His appearance was against him. He was thin and tall, but with a large bony frame that made him a mass of angles. His face was blotched with scrofula and was frequently agitated by a convulsive twitch; his body was subject to alarming starts; his conversation was illustrated by odd gesticulations. One bookseller to whom he applied for work advised him to “get a porter’s knot and carry trunks.”7 Apparently he received some encouragement from Cave, for in July he went back to Lichfield, and brought his wife to London.

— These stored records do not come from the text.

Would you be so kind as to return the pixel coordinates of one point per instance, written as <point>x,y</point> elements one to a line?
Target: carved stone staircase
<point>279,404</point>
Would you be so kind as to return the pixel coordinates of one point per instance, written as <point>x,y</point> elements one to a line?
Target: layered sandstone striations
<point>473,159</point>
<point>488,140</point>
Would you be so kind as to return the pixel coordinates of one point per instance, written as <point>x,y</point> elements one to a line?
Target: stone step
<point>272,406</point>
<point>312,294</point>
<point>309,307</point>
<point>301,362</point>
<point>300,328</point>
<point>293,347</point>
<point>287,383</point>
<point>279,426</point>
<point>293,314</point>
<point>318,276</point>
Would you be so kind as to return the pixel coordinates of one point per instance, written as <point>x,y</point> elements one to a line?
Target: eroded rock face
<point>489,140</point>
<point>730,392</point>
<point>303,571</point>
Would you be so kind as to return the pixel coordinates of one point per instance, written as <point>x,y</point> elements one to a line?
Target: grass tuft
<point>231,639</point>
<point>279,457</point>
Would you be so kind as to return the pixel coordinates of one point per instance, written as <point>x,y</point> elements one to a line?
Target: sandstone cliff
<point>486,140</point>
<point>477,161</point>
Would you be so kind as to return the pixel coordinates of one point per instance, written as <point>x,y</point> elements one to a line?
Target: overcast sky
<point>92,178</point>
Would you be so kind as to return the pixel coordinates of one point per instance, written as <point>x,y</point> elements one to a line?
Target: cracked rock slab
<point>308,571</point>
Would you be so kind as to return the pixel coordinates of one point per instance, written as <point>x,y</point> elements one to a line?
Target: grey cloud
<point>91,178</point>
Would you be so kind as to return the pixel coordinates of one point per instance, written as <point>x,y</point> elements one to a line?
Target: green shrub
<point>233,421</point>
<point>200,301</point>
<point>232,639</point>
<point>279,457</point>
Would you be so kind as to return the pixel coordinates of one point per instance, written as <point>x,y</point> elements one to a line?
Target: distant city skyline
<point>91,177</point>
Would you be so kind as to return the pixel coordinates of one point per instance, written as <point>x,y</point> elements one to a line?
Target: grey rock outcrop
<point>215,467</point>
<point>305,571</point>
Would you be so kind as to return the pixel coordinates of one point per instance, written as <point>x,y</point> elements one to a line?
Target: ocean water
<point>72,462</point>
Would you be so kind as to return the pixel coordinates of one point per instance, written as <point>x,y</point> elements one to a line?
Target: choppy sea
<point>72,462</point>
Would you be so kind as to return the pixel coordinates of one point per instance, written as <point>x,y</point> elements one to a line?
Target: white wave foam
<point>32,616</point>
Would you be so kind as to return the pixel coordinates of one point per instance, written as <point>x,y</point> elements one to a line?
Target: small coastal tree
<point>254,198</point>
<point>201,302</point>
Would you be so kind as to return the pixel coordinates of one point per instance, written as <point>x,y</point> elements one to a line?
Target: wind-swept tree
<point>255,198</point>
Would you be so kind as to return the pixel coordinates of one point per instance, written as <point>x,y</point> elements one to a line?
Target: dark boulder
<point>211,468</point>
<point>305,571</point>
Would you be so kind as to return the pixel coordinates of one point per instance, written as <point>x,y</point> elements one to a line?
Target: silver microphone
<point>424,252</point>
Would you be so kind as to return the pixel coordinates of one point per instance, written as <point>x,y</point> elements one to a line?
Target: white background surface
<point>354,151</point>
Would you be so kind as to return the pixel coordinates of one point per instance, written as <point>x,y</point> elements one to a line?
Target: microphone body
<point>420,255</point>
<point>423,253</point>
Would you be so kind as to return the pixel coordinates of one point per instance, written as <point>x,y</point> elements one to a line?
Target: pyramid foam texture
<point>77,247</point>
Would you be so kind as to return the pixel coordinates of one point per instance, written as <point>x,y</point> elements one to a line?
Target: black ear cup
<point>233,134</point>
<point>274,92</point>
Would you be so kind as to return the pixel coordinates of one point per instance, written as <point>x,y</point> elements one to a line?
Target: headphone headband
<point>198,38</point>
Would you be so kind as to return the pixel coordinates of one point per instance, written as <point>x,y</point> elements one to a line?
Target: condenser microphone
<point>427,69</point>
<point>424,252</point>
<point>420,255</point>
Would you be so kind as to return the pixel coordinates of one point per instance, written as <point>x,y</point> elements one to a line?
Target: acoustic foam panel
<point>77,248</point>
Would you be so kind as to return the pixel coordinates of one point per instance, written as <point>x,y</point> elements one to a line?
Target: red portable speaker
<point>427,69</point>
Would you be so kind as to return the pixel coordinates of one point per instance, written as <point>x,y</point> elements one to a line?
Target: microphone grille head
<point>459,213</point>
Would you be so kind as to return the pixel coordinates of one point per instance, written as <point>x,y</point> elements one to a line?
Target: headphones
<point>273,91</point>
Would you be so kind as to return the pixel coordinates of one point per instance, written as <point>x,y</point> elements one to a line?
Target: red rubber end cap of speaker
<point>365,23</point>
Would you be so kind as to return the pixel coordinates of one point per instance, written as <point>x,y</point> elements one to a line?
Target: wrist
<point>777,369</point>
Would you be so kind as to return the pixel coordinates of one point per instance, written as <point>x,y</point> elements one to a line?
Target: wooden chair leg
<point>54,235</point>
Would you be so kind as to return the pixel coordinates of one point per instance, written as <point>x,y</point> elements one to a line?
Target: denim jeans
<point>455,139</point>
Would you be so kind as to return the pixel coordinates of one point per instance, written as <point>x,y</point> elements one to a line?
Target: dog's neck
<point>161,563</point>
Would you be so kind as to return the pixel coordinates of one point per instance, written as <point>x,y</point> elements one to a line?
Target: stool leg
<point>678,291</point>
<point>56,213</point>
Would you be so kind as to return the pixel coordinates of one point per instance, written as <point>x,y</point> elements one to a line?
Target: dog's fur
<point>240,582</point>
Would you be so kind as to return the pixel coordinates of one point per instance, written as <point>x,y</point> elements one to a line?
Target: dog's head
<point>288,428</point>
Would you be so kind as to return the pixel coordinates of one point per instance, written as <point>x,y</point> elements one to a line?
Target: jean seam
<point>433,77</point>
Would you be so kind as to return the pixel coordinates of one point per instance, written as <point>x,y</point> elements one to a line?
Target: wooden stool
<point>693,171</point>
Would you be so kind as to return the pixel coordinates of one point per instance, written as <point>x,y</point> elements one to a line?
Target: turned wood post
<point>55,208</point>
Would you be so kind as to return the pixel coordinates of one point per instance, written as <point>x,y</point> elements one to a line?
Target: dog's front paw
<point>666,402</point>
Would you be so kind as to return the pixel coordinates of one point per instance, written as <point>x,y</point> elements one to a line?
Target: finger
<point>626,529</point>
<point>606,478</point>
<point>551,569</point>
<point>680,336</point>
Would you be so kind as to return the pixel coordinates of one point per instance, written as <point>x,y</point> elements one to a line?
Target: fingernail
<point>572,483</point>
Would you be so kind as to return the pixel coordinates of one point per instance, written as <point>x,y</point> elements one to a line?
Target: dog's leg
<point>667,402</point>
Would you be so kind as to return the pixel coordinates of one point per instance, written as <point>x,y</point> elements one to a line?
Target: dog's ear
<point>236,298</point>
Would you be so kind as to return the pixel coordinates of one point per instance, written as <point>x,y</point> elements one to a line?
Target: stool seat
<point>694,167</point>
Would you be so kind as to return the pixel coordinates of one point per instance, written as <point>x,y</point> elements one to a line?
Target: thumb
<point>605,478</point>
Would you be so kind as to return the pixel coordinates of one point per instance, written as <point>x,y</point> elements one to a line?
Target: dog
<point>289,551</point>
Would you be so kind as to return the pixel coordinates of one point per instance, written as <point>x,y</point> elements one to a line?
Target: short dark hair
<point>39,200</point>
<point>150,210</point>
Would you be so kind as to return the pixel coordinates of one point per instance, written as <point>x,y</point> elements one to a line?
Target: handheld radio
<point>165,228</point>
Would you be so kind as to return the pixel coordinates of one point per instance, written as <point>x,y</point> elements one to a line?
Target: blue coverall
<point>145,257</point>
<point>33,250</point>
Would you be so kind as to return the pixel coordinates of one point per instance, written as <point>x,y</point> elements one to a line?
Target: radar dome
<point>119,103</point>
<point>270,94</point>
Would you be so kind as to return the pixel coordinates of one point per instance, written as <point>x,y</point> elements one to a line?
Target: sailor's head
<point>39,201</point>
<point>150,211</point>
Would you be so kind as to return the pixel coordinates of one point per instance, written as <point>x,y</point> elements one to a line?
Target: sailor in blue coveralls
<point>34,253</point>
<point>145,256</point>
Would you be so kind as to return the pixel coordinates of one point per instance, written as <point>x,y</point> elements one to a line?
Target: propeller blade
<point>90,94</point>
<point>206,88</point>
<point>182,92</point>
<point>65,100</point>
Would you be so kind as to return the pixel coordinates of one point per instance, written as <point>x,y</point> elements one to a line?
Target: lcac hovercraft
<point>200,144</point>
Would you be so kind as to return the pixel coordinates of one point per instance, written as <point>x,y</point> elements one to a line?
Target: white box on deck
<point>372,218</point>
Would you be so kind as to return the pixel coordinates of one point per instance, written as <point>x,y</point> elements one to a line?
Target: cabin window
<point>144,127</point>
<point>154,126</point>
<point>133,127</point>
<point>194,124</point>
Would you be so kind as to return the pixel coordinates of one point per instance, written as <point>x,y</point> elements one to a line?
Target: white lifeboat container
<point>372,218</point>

He was not without subtlety. When Cave was attacked in the press Johnson wrote a poem in his defense and sent it to him; Cave published it, gave him literary commissions, and joined Dodsley in issuing (May, 1738) Johnson’s London, for which they gave him ten guineas. The poem frankly imitated Juvenal’s Third Satire, and therefore emphasized the lamentable aspects of the city that the author soon learned to love; it was also an attack upon the administration of Robert Walpole, whom Johnson later described as “the best minister this country ever had.”8 The poem was in part the angry blast of a country youth who, after a year in London, was still uncertain of tomorrow’s food; hence the famous line “Slow rises worth, by poverty depressed.”9
In those days of struggle Johnson turned his pen to every genre. He wrote Lives of Eminent Persons (1740), and various articles for The Gentleman’s Magazine, including imaginary reports of parliamentary debates. Since reporting of the debates was as yet forbidden, Cave hit on the expedient of pretending that his magazine was merely recording debates in the “Senate of Magna Lilliputia.” In 1741 Johnson took over this task. From general information as to the course of discussion in Parliament he composed speeches which he ascribed to characters whose names were anagrams for the main contenders in the House.10 The debates bore such an air of verisimilitude that many readers took them as verbatim reports, and Johnson had to warn Smollett (who was writing a history of England) not to rely on them as factual. Once, hearing praise of a speech ascribed to Chatham, Johnson remarked, “That speech I wrote in a garret in Exeter Street.”11 When someone commended the impartiality of his reports, he confessed: “I saved appearances tolerably well, but I took care that the Whig dogs should not have the best of it.”12
How was he paid for his work? He once called Cave a “penurious paymaster,” but he frequently professed affection for his memory. Between August 2, 1738, and April 21, 1739, Cave paid him forty-nine pounds; and in 1744 Johnson estimated fifty pounds a year as “undoubtedly more than the necessities of life require.”13 However, Johnson has been traditionally described as living in dire poverty in London in those years. Boswell believed that “Johnson and Savage were sometimes in such extreme indigence that they could not pay for a lodging, so that they wandered whole nights in the streets”;14 and Macaulay assumed that those months of penury habituated Johnson to slovenliness of dress and a “ravenous greediness” in eating.15
Richard Savage claimed, unconvincingly, to be the son of an earl, but he had become a wastrel when Johnson met him in 1737. They roamed the streets because they loved taverns more than their rooms. Boswell mentions “with all possible respect and delicacy” that Johnson’s
conduct after he came to London, and had associated with Savage and others, was not so strictly virtuous, in one respect, as when he was a younger man. It was well known that his amorous inclinations were uncommonly strong and impetuous. He owned to many of his friends that he used to take women of the town to taverns, and hear them relate their history.—In short, it must not be concealed that, like many other good and pious men [did Boswell have Boswell in mind?], … Johnson was not free from propensities which were ever “warring against the law of his mind”—and that in his combats with them he was sometimes overcome.16
Savage left London in July, 1739, and died in a debtor’s prison in 1743. A year later Johnson issued The Life of Richard Savage, which Henry Fielding called “as just and well written a piece as, of its kind, I ever saw.”17 It presaged (and was later included in) theLives of the Poets. It was published anonymously, but literary London soon discovered Johnson’s authorship. The booksellers began to think of him as the man to compile a dictionary of the English language.